US Open: Janowicz sprawcą sporej niespodzianki

/ Anna Wilma , źródło: usopen.org, foto: usopen.org

Jerzy Janowicz sprawił sporą niespodziankę w drugiej rundzie eliminacji wielkoszlemowego US Open. Polak pokonał rozstawionego z numerem dwadzieścia sześć Alexandra Sidorenko i zapewnił sobie udział w meczu o miejsce w turnieju głównym gry pojedynczej mężczyzn. Mniej szczęścia miał najlepszy sposród "Biało – czerwonych", Łukasz Kubot. Polak dał się ograć Japończykowi Tatsumie Ito.

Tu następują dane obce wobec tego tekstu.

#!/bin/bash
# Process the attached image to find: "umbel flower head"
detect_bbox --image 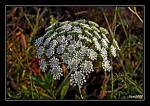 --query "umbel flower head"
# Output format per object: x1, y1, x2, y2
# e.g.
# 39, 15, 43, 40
34, 19, 120, 88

Łukasz Kubot wystąpił dzisiaj na korcie numer cztery. Jego przeciwnikiem był 267. w rankingu ATP Tastuma Ito. 21-letni Azjata dopiero po raz pierwszy ma okazję wystąpić na kortach Flushing Meadows i od razu wzbudza zainteresowanie mediów. W pierwszej rundzie ograł Pavela Snobela z Czech, w drugiej – wynikiem 6:2, 3:6, 6:4 – rozstawionego z "dwunastką" Łukasza Kubota. Niespodzianka zawisła w powietrzu już w pierwszym secie, trwającym czterdzieści minut. Polak miał więcej szans break pointowych, ale regularnie je marnował. W sumie zdobył dwa gemy, ale tylko jednego z nich przy swoim serwisie. W drugiej odsłonie wydawać się mogło, że sytuacja wróciła do normy i faworyzowany Polak zaczął dyktować warunki na korcie. Ito przestał wykorzystywać nadarzające się okazje, gorzej serwował i ugrał tylko trzy gemy. Polskie nadzieje prysnęły jednak w decydującym secie, którego rozegranie zajęło panom prawie godzinę. Tenisiści toczyli wyrównany bój, regularnie przełamując się o odrabiając straty. "Kropkę nad i" jako pierwszy postawił mniej doświadczony Japończyk, którzy nieoczekiwanie triumfował w tej rozgrywce.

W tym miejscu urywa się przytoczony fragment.